Baylee dropped the enemy weapon as two more Americans came into the room. She stumbled toward the first man. “You have to help Olivia. You have to get her out of here.”

The first man seemed to be the one in charge, and he turned toward Olivia. Baylee slumped, leaning against the door jamb. One of the soldiers said something to her, but she was kind of in a fog. Her body was throbbing with pain, and she wasn’t even sure she would be able to walk out of here under her own steam.

“Baylee,” Olivia called. “Go check on our people.”

Baylee straightened and turned to do what her supervisor had told her to do, finding some last reserve of energy. When she walked into the hallway, though, nausea churned. There were bodies everywhere. There were several American soldiers— were they SEALs? — moving dead Taliban out of the way so they could deal with the few living left. Baylee walked through a hallway of dead people, seeing indicators of the people she’d known. That looked like Myrna’s hair, and that bandanna had been what Charles wore when he was on duty to keep the sweat out of his eyes.

Desperately, she looked for someone alive that she could help, and she spotted one doctor. He was moaning on the floor, and Baylee dropped down beside him to treat the gunshot wound through his gut.

Baylee lost herself in bloody, gritty work. Olivia was placed onto a stretcher, and a big medic worked on her for a while. He pumped several syringes of fluid into her IV bag, and when the helicopters arrived, Olivia was the first one out the door.

Baylee wanted to go to her friend to tell her she was sorry again, but she was whisked away. That was okay. Olivia needed care as soon as she could get it.

More relief arrived on the helicopters, and Baylee found herself gently nudged out of the way. Then the big medic was there, smiling gently down at her. There was a long scar running down the man’s face, and she stared for a long time. That was how she was going to look.

“Baylee,” the man said. “My name is Truck. I thank you for everything you’ve done, but I think it’s time you got care now. Can you sit down?”

Baylee dropped to the lowered gurney the man positioned behind her, then he crouched down in front of her. “Will Olivia be okay?” she asked, her voice rough and raw.

Truck nodded as he removed the bandage from her face. “I think she will be.

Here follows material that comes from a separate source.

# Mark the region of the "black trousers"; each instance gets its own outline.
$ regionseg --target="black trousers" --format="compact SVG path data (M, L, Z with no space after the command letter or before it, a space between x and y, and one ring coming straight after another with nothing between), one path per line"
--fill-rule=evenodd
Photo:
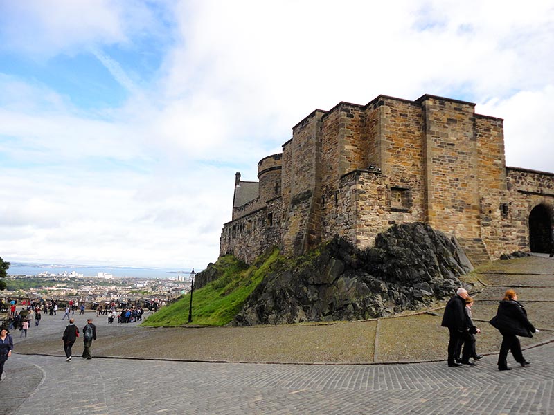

The last thing she said to me, though, was that she wanted you cared for. You’ve done a lot to care for the people here, Baylee, and now it’s our turn to help you. Okay?”

Tears stung her eyes, and she nodded, exhaustion washing over her. She slumped on the gurney, and when Truck nudged her to lay down, she didn’t fight him. The hard mattress felt good under her abused body.

Abused. Used. Suddenly, the emotions she’d been cramming down inside burst out of her, and she sobbed. Curling on her side, she pulled her legs up, gasping as she dragged in air and fought not to scream. Truck stayed by her side, and he seemed to sense that she wouldn’t want him to hold or comfort her. Instead, he talked softly to her, telling her that she did everything exactly the way he would have done it. And that he wished he could have shot the fuckers for her again. He praised what she’d done, and it was weirdly what she needed. When she reached out to him, he gripped her hand so tightly that she thought it was going to break, but it was exactly the stability she needed in that storm.